What worked in China will become the reality of all those living in the supposedly 'free' West.
That there is so little opposition to an ultra-surveillance state, as personified by the participation of hundreds of millions of people on social network sites, like MySpace and Facebook, who are easily encouraged to share the most intimate details of their lives, their thoughts, emotions and spending habits, surely would have surprised the likes of George Orwell and Aldous Huxley.
Both authors, along with thousands more since the 1960s, expected the general public would mount widespread resistance and dissent against ultra-surveillance.

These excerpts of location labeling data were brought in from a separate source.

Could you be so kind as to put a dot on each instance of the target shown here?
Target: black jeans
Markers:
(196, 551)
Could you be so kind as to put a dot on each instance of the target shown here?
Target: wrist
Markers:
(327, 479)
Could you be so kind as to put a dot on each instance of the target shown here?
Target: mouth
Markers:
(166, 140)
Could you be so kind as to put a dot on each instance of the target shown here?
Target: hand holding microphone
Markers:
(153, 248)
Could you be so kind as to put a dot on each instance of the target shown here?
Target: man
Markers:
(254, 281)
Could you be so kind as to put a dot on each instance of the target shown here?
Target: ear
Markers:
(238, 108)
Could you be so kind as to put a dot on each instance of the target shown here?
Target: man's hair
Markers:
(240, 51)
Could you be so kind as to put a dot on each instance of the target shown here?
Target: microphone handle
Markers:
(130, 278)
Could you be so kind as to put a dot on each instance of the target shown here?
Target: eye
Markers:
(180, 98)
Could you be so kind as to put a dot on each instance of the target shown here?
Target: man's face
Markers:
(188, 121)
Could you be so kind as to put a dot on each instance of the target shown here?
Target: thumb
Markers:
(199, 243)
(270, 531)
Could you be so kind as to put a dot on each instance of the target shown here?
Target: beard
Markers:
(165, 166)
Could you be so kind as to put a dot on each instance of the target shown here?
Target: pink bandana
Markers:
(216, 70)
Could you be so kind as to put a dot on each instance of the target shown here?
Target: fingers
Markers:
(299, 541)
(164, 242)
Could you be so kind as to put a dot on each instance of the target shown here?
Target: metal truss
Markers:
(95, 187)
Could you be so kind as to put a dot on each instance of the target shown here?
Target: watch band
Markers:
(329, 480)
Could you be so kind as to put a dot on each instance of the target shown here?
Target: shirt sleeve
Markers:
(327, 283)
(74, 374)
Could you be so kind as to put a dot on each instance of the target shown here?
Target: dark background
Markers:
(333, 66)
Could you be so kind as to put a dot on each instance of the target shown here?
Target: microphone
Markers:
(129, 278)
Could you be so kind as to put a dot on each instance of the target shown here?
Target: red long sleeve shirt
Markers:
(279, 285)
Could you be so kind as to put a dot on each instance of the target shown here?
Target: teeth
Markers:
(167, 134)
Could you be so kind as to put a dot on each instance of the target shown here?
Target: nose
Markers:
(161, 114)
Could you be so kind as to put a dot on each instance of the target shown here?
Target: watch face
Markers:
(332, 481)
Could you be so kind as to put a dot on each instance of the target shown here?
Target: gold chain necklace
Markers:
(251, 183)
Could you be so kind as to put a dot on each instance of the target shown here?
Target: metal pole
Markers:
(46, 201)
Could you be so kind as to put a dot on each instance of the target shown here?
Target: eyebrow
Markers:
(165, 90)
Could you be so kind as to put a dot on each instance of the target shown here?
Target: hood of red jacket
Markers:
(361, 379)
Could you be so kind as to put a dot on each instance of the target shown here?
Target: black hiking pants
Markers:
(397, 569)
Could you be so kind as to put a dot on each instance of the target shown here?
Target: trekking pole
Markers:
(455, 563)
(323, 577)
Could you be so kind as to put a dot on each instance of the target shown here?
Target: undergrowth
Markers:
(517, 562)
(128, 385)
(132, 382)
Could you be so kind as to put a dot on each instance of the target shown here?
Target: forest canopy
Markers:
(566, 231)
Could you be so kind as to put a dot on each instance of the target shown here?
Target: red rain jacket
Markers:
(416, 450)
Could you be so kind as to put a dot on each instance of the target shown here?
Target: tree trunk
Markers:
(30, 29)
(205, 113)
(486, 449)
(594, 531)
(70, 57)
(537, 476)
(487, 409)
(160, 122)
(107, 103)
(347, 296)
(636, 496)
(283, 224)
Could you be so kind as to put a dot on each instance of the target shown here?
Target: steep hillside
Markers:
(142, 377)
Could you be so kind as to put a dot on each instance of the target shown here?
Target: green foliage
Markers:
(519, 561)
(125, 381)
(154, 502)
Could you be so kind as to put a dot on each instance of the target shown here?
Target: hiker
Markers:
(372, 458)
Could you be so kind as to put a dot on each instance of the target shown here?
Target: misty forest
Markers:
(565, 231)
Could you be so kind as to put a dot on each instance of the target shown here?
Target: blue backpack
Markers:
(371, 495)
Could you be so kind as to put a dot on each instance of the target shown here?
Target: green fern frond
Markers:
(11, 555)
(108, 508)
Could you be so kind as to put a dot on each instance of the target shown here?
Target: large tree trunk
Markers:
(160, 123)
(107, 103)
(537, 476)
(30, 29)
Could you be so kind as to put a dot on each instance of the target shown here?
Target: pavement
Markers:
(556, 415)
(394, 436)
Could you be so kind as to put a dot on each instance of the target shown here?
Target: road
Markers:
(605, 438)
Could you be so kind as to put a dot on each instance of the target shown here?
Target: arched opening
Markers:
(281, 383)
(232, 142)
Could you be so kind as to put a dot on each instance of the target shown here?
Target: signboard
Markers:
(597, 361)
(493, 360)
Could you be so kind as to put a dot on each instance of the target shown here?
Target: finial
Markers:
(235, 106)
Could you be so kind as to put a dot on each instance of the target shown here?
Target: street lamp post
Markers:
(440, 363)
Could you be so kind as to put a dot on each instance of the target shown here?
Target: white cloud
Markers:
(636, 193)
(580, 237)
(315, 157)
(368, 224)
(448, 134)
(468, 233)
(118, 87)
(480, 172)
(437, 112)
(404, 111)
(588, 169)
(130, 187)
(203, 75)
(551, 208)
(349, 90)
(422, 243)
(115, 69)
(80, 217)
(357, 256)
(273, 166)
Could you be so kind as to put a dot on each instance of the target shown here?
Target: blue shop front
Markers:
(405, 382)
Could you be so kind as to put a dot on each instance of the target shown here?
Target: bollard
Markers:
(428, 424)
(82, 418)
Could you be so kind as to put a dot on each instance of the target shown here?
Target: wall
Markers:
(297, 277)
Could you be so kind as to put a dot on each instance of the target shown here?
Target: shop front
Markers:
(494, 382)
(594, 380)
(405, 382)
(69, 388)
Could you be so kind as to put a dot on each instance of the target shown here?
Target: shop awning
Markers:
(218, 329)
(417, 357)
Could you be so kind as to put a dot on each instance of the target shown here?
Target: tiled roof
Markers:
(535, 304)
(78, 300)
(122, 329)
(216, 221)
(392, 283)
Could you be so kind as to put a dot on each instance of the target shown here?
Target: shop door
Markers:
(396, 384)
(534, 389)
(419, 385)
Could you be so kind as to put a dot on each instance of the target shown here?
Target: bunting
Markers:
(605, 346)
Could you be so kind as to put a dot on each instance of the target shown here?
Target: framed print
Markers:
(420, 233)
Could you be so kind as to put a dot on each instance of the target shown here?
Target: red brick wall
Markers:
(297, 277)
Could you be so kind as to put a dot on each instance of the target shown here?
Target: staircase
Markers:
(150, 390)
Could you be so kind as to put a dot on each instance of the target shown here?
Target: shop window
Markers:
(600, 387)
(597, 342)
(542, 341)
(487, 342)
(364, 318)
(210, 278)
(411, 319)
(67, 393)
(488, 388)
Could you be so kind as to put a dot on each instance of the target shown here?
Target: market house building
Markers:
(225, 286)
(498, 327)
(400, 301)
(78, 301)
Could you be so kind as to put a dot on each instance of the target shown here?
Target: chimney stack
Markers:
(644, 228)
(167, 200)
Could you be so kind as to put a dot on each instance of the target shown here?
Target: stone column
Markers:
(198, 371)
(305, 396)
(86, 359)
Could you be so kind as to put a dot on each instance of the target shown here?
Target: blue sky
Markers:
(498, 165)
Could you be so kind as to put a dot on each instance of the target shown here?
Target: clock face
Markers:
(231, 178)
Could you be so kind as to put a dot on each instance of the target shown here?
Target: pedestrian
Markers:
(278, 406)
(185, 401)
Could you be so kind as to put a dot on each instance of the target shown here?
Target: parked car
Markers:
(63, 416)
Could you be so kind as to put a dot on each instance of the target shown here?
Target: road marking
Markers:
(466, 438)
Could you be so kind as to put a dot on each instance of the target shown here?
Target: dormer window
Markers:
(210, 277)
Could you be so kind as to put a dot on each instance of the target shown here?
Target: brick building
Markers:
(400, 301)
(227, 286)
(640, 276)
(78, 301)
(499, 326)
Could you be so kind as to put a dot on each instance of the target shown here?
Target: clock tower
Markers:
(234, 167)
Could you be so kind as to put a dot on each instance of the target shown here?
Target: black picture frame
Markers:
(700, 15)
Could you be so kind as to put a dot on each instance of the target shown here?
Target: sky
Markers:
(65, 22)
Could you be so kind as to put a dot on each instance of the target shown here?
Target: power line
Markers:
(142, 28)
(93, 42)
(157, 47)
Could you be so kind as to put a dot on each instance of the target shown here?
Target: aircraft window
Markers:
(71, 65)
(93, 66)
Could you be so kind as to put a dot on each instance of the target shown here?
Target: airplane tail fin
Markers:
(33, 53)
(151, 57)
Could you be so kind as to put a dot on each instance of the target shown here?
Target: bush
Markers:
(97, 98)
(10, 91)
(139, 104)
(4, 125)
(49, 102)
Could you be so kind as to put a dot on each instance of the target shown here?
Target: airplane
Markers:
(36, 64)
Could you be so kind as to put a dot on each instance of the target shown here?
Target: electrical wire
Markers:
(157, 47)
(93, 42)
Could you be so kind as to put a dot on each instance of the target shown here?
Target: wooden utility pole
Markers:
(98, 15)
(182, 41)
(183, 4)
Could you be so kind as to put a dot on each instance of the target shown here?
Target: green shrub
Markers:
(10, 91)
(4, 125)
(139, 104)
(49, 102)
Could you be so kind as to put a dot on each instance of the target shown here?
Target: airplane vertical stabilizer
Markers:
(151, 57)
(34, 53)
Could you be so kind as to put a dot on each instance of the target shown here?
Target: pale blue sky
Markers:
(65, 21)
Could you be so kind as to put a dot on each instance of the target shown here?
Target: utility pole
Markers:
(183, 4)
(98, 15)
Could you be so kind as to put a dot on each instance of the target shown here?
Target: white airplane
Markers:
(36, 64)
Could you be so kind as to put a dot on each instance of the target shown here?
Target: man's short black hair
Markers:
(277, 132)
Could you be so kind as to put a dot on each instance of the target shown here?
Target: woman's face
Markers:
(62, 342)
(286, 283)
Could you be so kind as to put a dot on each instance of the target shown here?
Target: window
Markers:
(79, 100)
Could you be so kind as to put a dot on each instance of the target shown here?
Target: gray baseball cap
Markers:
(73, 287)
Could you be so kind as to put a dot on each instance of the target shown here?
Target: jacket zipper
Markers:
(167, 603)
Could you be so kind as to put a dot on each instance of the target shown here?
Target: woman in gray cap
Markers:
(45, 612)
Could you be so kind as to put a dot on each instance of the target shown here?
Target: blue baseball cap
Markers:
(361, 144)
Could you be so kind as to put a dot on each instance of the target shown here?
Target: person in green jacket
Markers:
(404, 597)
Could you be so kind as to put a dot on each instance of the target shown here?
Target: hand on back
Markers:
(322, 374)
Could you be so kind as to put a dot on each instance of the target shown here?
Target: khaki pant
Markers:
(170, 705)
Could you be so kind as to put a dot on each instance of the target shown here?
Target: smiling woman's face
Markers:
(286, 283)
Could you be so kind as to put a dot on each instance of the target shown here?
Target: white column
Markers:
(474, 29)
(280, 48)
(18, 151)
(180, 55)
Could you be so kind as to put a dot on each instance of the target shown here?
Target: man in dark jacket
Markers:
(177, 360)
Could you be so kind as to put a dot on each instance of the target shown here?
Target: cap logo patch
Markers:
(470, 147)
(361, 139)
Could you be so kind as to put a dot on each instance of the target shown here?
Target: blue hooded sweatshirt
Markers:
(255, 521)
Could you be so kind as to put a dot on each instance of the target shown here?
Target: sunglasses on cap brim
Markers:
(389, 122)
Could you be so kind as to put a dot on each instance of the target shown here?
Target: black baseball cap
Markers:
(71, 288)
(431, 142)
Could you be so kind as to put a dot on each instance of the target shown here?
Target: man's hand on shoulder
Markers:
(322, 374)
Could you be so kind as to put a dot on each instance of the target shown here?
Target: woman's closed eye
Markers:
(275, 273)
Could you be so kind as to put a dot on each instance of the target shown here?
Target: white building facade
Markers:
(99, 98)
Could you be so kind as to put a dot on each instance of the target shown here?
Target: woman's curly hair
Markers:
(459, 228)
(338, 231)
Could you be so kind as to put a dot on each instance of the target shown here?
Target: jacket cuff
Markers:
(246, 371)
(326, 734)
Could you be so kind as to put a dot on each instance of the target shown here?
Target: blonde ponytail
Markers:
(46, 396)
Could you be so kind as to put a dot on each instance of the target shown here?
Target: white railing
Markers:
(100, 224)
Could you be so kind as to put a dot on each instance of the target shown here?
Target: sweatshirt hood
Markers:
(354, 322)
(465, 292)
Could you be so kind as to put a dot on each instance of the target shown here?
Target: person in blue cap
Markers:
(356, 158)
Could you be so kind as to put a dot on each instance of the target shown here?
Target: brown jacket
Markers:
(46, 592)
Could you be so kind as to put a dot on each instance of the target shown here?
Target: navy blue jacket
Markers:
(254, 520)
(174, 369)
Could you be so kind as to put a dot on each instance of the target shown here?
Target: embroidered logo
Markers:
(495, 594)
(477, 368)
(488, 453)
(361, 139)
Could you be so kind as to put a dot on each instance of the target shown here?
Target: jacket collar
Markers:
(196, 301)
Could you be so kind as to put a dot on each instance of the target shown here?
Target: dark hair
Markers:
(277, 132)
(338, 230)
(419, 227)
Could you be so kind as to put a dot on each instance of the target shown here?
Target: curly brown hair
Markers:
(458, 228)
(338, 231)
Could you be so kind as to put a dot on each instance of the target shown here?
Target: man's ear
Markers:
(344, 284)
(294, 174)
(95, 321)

They couldn't have been more wrong.
As long as it ultra-surveillance is sold to us as being more convenient, and fun, and working to keep us safe from 'terror', we seem to all but welcome the integration of our privacy and governments into a cohesive whole.
That so many seem to take comfort from the presence of surveillance cameras in particular, citing the reassuring feeling that "someone is watching over me", seems almost more science fiction than the Big Brother dystopias of Huxley, Orwell and Philip K Dick.
When our every movement through a city, or across a country, can be tracked and logged via GPS and surveillance cameras, and through digital checkpoints (where your ID chip is auto-scanned through your wallet, or clothing), and the majority seemed to have already made peace with the reality that every phone call, e-mail and text message they send and receive is being monitored, how long then before we gladly welcome surveillance cameras into our homes? Into the private sanctum of our bedrooms and even our bathrooms?
The ultimate end game for ultra-surveillance would be constant monitoring from within our minds, a log of every thought and emotion, a record of every dream.
But we would be most likely be as happy, or non-resistant, to that invasion of privacy as well. Once we got used to it. Once we were thoroughly sold on the benefits, and all the reasons why it would be fun to get brain chip.
As long as we get the craving reassurance that we are not doing anything wrong, or thinking anything wrong, with the proof being that we are never detained, or officially questioned, we seem to harbour no mass resistance to the end of privacy.
We barely even hear the pro-surveillance state mantra, "If you've done nothing wrong, then you've got nothing to hide" anymore.
It is no longer needed. That mantra has become a cliche.
As cliched as the idea that privacy, and freedom, is the reward for not breaking the law.
There is no reward anymore.
Just a slight lessening of suspicion.